Welcome and Introduction

The chairman, Dr Bob Ainsworth (British Energy) welcomed everyone to the meeting and gave a brief introduction. He outlined the programme for the day and directed proceedings for the duration of the meeting. A summary of the presentations is given below and the overheads used by the speakers are attached to these notes where they have been provided.

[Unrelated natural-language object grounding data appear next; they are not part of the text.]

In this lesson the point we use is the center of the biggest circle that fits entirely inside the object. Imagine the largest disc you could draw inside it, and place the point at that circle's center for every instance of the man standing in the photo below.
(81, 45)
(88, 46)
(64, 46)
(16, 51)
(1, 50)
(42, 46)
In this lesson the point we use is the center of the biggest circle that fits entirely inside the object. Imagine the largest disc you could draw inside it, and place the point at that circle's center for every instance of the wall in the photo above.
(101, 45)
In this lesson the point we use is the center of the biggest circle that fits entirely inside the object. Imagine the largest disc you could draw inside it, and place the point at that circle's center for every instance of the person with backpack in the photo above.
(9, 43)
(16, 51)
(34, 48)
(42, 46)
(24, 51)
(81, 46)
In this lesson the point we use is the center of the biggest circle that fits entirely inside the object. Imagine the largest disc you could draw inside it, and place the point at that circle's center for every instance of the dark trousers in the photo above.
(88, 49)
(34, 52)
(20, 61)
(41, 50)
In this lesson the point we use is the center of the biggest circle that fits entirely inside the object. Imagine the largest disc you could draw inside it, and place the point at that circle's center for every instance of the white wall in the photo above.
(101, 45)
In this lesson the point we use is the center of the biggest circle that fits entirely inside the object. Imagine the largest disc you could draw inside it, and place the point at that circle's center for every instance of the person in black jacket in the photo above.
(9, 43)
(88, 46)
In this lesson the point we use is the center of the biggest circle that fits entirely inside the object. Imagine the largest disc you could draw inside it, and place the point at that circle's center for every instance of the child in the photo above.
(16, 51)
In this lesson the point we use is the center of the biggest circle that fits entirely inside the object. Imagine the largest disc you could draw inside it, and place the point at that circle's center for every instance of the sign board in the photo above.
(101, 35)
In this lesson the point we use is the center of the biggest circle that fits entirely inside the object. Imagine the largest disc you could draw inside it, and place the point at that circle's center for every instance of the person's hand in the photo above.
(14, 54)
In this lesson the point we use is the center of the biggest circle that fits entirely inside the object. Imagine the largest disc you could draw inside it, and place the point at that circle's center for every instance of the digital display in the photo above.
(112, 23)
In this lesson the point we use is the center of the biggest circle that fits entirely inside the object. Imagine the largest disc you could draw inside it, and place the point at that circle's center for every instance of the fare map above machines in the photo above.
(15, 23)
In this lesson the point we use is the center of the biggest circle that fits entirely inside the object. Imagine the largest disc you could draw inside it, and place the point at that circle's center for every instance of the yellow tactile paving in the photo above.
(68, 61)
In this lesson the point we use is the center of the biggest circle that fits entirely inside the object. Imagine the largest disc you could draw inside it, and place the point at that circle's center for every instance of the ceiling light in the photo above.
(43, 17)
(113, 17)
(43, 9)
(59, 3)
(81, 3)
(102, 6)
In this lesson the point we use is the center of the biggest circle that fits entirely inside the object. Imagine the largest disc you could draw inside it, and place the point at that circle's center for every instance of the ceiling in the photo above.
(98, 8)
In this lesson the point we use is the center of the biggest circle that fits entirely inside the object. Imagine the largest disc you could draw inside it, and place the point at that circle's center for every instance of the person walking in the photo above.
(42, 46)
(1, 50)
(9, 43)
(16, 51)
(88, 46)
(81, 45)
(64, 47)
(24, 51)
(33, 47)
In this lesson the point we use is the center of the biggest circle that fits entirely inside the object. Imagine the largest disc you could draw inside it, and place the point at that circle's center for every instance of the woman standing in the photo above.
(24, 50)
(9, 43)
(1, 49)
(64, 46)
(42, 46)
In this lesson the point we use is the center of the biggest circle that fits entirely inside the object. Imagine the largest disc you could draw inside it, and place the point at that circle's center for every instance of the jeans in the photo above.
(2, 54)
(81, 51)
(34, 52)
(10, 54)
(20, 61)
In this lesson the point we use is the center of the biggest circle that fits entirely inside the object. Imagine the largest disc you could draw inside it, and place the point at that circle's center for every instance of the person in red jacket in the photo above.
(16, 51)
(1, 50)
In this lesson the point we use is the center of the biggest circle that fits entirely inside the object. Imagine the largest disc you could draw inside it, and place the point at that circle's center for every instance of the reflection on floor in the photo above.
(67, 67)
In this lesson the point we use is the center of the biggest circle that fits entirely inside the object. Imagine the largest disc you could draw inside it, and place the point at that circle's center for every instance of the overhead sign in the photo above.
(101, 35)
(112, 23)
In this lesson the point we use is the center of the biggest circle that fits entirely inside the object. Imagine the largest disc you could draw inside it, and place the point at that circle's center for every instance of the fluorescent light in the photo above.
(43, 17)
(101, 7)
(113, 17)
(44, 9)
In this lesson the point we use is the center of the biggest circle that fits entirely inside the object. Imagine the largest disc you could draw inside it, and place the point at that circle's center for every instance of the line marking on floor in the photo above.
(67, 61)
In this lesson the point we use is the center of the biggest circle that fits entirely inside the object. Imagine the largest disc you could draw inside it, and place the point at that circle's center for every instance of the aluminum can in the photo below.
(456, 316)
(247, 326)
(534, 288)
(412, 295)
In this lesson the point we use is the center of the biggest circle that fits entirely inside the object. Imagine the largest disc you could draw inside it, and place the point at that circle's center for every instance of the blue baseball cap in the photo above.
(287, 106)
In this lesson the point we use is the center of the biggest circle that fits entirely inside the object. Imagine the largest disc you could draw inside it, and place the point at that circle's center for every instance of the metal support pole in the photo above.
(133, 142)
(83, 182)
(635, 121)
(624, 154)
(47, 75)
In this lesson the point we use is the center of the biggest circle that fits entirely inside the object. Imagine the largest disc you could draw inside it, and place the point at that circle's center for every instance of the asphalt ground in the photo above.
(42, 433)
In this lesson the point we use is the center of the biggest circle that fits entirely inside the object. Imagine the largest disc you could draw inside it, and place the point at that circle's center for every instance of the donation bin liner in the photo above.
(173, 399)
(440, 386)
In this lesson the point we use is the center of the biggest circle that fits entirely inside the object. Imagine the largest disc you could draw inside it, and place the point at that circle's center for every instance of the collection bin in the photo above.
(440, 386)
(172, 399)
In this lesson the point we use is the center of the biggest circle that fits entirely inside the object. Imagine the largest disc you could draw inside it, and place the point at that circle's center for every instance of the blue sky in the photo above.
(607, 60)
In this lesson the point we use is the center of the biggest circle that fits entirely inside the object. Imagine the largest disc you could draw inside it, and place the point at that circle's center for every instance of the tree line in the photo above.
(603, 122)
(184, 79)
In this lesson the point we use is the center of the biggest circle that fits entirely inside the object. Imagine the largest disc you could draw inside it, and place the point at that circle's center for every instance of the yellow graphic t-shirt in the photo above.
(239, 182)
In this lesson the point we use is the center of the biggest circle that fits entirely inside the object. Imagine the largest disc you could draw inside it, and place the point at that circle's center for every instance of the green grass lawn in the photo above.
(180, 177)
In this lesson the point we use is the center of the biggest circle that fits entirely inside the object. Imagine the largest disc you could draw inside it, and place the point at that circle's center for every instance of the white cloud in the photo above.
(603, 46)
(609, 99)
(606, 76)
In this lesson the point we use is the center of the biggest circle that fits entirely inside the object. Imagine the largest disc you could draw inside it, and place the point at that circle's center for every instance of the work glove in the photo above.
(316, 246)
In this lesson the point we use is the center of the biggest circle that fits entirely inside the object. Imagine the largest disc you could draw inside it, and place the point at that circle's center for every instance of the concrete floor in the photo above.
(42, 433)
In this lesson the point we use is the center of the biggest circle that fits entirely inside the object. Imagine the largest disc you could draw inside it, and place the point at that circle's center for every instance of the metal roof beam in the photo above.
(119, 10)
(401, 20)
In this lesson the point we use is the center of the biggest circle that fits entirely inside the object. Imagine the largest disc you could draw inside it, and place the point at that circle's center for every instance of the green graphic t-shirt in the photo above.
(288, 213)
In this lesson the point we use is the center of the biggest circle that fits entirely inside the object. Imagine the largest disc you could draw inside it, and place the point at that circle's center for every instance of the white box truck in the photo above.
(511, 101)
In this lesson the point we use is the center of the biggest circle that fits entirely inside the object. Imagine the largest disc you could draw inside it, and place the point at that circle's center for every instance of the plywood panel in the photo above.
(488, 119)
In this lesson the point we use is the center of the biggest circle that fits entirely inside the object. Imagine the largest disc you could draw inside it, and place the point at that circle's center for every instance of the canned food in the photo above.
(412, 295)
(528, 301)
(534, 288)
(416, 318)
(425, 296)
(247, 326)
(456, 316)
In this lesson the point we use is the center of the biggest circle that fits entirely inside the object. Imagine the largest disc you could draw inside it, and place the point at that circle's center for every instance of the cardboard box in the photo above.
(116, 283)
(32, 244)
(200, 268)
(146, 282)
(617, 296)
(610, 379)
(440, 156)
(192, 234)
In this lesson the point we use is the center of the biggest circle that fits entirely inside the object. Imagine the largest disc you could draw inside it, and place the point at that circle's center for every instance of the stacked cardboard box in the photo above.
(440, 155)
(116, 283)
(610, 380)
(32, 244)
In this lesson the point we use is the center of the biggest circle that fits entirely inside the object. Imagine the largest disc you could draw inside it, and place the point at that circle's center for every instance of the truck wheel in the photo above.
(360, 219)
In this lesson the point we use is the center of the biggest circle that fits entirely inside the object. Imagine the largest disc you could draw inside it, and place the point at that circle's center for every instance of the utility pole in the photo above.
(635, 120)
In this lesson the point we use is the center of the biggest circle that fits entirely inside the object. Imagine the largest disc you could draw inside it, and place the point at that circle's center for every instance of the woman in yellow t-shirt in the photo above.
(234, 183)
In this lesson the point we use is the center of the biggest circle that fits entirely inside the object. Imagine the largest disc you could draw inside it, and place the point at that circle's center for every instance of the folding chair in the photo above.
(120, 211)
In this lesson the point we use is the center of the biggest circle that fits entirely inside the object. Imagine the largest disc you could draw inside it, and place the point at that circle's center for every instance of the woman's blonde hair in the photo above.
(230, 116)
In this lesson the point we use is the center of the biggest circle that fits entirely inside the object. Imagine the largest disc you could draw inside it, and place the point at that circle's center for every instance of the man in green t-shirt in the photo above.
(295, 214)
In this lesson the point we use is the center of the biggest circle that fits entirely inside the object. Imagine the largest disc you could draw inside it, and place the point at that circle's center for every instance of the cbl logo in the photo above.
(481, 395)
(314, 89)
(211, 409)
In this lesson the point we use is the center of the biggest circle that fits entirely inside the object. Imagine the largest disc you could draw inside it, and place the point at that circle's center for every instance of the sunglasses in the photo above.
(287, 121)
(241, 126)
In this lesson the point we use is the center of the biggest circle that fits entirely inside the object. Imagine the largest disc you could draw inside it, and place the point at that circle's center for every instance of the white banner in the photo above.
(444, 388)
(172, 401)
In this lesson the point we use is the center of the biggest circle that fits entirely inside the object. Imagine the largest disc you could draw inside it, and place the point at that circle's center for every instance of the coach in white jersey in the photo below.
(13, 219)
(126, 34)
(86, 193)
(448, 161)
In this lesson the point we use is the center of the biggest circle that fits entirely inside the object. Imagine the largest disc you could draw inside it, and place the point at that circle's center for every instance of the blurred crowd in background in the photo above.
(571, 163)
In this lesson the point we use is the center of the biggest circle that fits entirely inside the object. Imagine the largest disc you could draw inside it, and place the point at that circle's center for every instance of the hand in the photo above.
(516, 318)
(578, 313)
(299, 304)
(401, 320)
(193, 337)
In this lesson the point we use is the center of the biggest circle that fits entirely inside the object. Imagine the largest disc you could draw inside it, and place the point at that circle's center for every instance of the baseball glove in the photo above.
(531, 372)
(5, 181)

An overview of BS7910 developments

Dr Henryk Pisarski of TWI began the day with an overview of the need for the development of fitness-for-service (FFS) assessment procedures, the history of BS790 developments and its future developments. In respect of the history of BS7910 developments, the current procedure BS7910:2005 plus Amendment 1 is dated to its earliest predecessor, PD6493:1980, a CTOD design curve based FFS procedure developed in response to the need for FFS assessment of pressure vessels. Between them were PD6493:1991 (with the most pronounced feature being the replacement of the CTOD design curve approach with the R6 failure assessment diagram (FAD) approach), and BS7910:1999 plus Amendment 1 which incorporated new contents including creep, parent metal/weld metal mismatch effects, and libraries of stress intensity factor, reference stress and residual stress profiles. It is envisaged that a new version of BS7910 will be published in 2012, incorporating substantial parts of the European FITNET FFS procedure. Dr Pisarski then made a comparison between BS7910 and FITNET assessment procedures, with an example to illustrate the discrepancies between the two procedures and the trend of obtaining a less conservative assessment from Option 1 (single-point value of fracture toughness analysis) to Option 5 (constraint-based analysis) in the FITNET procedure. He went further to give an introduction of the strain-based assessment approach which was proposed primarily for the assessment of offshore pipelines in which plastic straining is often experienced. Dr Pisarski concluded his presentation by stating that BS7910 is continuous development to provide a general framework for the assessment of flaws to ensure safe structures that are fit-for-purpose and meet the needs of industry.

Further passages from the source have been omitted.